Ähnliche Folklore, die das Letzte aus der körperlichen Intimität rausholt, ist der Kampf um den Fensterplatz; vor allem für zwei bis drei Haltestellen im innerstädtischen Bereich nützt es, sich zunächst ganz bis an die Scheibe zu drängeln, wenn jedoch alle sitzen, so muss unbedingt unter größter Hektik und möglich spät die Flucht vollzogen werden. Alle anderen sind schuld, dass man am Fenster sitzt. Und einer muss ja dafür büßen. Andererseits lohnt es sich wohl auch, den Gangplatz zu behalten, den Mitreisenden mit groben Worten ans Fenster zu schieben und ihn hernach für seine freie Entscheidung lautstark zu beschimpfen.
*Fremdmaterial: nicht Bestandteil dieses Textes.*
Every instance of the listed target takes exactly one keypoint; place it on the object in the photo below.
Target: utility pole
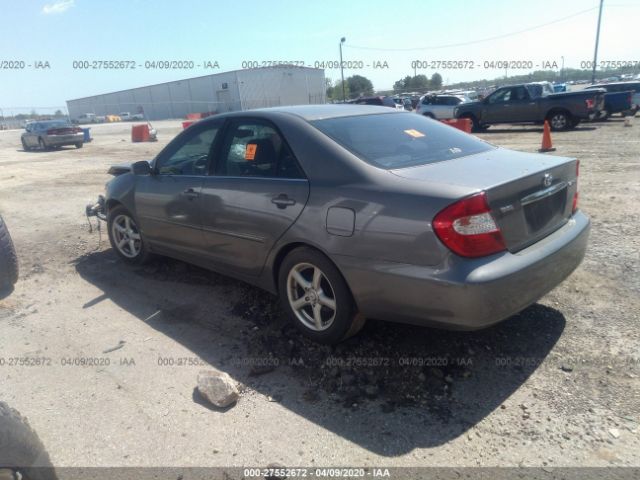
(595, 53)
(344, 95)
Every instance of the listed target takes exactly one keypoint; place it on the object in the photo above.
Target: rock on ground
(218, 388)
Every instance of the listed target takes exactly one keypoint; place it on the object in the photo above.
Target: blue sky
(230, 32)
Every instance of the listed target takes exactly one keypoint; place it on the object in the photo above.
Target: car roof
(317, 112)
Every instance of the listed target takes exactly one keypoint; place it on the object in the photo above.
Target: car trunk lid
(530, 195)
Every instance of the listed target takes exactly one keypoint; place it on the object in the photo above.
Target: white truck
(131, 117)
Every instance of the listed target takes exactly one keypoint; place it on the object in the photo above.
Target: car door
(255, 193)
(168, 202)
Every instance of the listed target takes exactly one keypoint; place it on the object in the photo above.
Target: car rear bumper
(60, 140)
(466, 293)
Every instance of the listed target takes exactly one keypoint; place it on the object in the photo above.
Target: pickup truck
(532, 103)
(131, 117)
(621, 97)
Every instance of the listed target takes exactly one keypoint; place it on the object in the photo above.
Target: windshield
(398, 141)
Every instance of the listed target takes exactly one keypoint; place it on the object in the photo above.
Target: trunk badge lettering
(506, 209)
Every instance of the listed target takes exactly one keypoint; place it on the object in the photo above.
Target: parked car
(86, 118)
(51, 134)
(439, 106)
(130, 117)
(348, 213)
(618, 95)
(532, 102)
(404, 102)
(378, 100)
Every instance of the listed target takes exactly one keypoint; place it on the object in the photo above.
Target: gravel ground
(556, 385)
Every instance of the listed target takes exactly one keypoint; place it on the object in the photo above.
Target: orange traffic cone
(547, 146)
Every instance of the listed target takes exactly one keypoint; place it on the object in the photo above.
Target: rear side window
(388, 102)
(399, 140)
(256, 149)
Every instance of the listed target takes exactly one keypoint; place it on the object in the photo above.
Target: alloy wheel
(311, 296)
(126, 236)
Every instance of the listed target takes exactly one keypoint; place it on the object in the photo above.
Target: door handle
(190, 193)
(283, 201)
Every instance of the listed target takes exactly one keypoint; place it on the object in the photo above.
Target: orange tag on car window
(250, 152)
(414, 133)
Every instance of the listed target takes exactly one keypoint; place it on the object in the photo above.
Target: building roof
(317, 112)
(194, 78)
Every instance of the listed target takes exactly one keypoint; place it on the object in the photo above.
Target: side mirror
(141, 168)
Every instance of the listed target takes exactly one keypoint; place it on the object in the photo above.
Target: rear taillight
(575, 195)
(468, 229)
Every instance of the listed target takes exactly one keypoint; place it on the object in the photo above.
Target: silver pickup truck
(532, 103)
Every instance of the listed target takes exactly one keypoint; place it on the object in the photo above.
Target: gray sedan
(348, 212)
(51, 134)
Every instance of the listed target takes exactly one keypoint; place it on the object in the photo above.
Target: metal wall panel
(245, 89)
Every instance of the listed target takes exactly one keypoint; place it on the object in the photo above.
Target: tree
(334, 91)
(359, 86)
(410, 84)
(436, 81)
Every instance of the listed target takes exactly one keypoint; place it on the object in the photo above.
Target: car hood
(122, 168)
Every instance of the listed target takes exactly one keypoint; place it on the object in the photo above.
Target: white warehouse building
(219, 93)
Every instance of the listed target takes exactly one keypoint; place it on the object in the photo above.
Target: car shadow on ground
(390, 389)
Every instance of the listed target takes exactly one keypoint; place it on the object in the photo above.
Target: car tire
(559, 120)
(8, 258)
(20, 448)
(316, 297)
(125, 236)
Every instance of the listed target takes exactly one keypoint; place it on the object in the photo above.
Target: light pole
(595, 52)
(344, 94)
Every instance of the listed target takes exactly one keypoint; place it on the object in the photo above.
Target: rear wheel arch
(290, 247)
(111, 204)
(346, 320)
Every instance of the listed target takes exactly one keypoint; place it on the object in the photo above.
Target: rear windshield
(400, 140)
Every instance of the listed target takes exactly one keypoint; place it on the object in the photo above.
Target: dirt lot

Leben heißt Aussuchen, und das darf einfach nicht sein.

Die Königsdisziplin, die ad hoc für Scharmützel sorgt, ist die Tasche, die auch im größten Gedränge, in Anwesenheit werdender Mütter und tapsender Greise, hilfloser Kinder und halbseitig eingegipster Nichttänzer festgemauert auf dem freien Einzelsitz thront, als sei sie von der Evolution an diesen Platz beordert. Aus der Historie ist überliefert, dass bereits der Dreizehnjährige Krieg mit einem unachtsam abgestellten Kornsäckchen begann, was letztlich zur Teilung des Deutschordensstaates führte – der preußische Personennahverkehr der Nachfolgestaaten war auch nicht besser organisiert, von den fehlenden Gepäcknetzen abgesehen. Seither prügeln sich die Insassen einer Fahrkabine krumm und vice versa lahm, sobald die Kopie des Lichtbildes eines Felleisens ruchbar wird, sollte eine besitzbare Fläche auch nur in der Nähe sein. Denn genau das ist doch der Sinn des öffentlichen Schaukelns, wie es täglich Magensäure und Muskelkrampf bringt: es braucht einen Ort, an dem rituell die Aggressionen auf- und abgebaut werden. Vermutlich wurde zu diesem Behuf einst der Ochsenkarren erfunden, die Deutsche Bahn aber kann nur noch den akkumulierenden Teil der Streitsucht abdecken. Die fundamentale Frage, wie man von hier wegkommt, sie bleibt ungelöst. Vielleicht per Taxi.